Yeah, you’re spot on. It’s totally that moment when you’ve met someone, and you don’t know if it’s friendship or something more. So you become, I guess, aroused. And you become very aware of your lips. That’s maybe why I called the song “Oral.” You don’t know what the consequences are if you act. Sometimes fantasy can be amazing, and that’s enough; you don’t have to also do things.
But it’s quite playful. It’s not a painful song at all. And even though I obviously didn’t write this song for salmons, I like the fact that it’s a happy song.
One thing you do in the song vocally that I have always liked about your music is the way you shape your voice from smooth to almost a growl.
I don’t think it’s that thought-out, to be honest. And one of the growls that sounds like me is actually Rosalía. I think it was a beautiful audio reference to my voice. I’m very honored. She put a lot of work into singing this. I like the sound of our voices together.
You performed at Coachella this year. Are you planning a more extensive tour of the United States beyond your Cornucopia shows for next year?
Well, Cornucopia was a strange project because we did it for a year, and then Covid came for two years. And then we started it again.
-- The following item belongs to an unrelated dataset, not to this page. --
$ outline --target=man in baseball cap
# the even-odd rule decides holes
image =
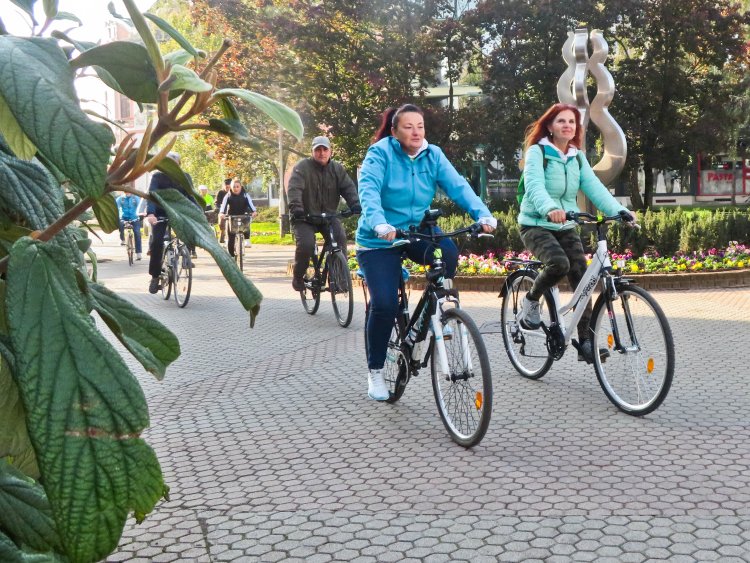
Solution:
[[[287,187],[289,213],[292,216],[292,228],[297,244],[294,253],[294,272],[292,287],[303,291],[303,276],[313,255],[315,233],[328,237],[328,227],[324,222],[310,215],[322,213],[334,214],[341,198],[353,213],[360,213],[357,186],[344,167],[331,160],[331,141],[328,137],[315,137],[312,141],[312,157],[300,160],[292,171]],[[346,256],[346,233],[337,218],[331,221],[333,234],[339,248]]]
We’re finishing it now around Christmas. It’s unusual in the sense that it’s been a four-year run with a big gap in the middle.
We did New York in May 2019, and then we did California in January 2022. The thing is, it’s so difficult to travel. It’s the most ambitious project I’ve traveled with. We have, like, 24 rotating curtains. So I think this is sort of the end of this show. And then, next year, I will start writing my next album. And next year there will be a film in the cinema.
You said that you’re glad to be using a happy song for the salmon. Why is that?
I would like to offer hope in all things environmental. I’m very against the Hollywood take of having film after film, TV series after TV series, about postapocalyptic survivalists with tin cans who can’t breathe, and “we’re all gonna die” and shoot each other. I think it’s narrow-minded, cowardly, and full of self-pity. I would like to react to environmental issues with more optimism and in a solution-based way, find court cases that you can win, and change things that you can change.
I think in the 21st century, we will lose quite a lot of animal species, and we’ve lost quite a lot of things already. But I do still have a lot of faith in biology. Maybe some of us will be like mutant plants, human plants, like borderline sci-fi. But I do think it’s important to have a strong enough imagination and a creative, fertile headspace. You have to be able to imagine a future and live in it. It’s too lazy to indulge in the worst-case scenario always.